The administration of former president Donald Trump, a steadfast ally of Egypt's leader, in September suspended around $272 million to Ethiopia, accusing it of intransigence as US-brokered talks on the Grand Ethiopian Renaissance Dam broke down.
President Joe Biden's administration is conducting a policy review on the project, which Egypt and Sudan consider an existential threat, but said it was no longer leveraging aid.
"The United States has decided to delink its temporary pause on certain assistance to Ethiopia from the United States policy on the Grand Ethiopian Renaissance Dam, or GERD," State Department spokesman Ned Price told reporters.
"We continue to support collaborative and constructive efforts by Ethiopia, Egypt and Sudan to reach an agreement on the GERD," he said.
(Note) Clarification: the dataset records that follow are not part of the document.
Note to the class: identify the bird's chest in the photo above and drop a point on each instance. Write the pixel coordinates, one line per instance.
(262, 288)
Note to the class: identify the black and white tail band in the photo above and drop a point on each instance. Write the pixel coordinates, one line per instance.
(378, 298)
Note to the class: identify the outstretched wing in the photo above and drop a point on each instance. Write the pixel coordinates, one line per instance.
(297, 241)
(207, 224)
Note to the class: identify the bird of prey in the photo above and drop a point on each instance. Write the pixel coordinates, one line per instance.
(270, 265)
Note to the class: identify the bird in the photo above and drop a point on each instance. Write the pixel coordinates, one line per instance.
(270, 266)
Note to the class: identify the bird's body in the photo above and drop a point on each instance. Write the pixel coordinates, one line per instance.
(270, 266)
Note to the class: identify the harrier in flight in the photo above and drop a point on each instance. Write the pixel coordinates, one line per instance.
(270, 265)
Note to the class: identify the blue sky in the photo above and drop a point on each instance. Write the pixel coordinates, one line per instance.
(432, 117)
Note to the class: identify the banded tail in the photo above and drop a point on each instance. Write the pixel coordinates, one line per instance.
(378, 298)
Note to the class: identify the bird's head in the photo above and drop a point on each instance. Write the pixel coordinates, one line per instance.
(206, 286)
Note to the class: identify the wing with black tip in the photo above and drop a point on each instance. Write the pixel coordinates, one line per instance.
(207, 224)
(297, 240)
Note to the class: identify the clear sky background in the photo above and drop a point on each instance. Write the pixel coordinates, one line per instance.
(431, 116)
Price said that a resumption of assistance would be tied to unspecified other factors but that humanitarian aid would be exempt.
Both the Biden and Trump administrations have voiced alarm over the humanitarian situation in the northern Tigray region where Prime Minister Abiy Ahmed in November launched an offensive in response to an attack on federal army camps blamed on the local ruling party.
Trump was a close ally of Egypt's general turned president Abdel Fattah al-Sisi and publicly mused in October that Egypt could bomb the dam -- leading Ethiopia to accuse the then US leader of trying to provoke a war.
Egypt is not believed to have any attack plans but it relies on water from the Nile for 97 percent of its needs and fears a crisis if Ethiopia goes ahead with the second phase of filling the dam.
Sudan is also heavily dependent on Nile water and on Wednesday recalled its ambassador to Ethiopia for consultations as tensions worsened.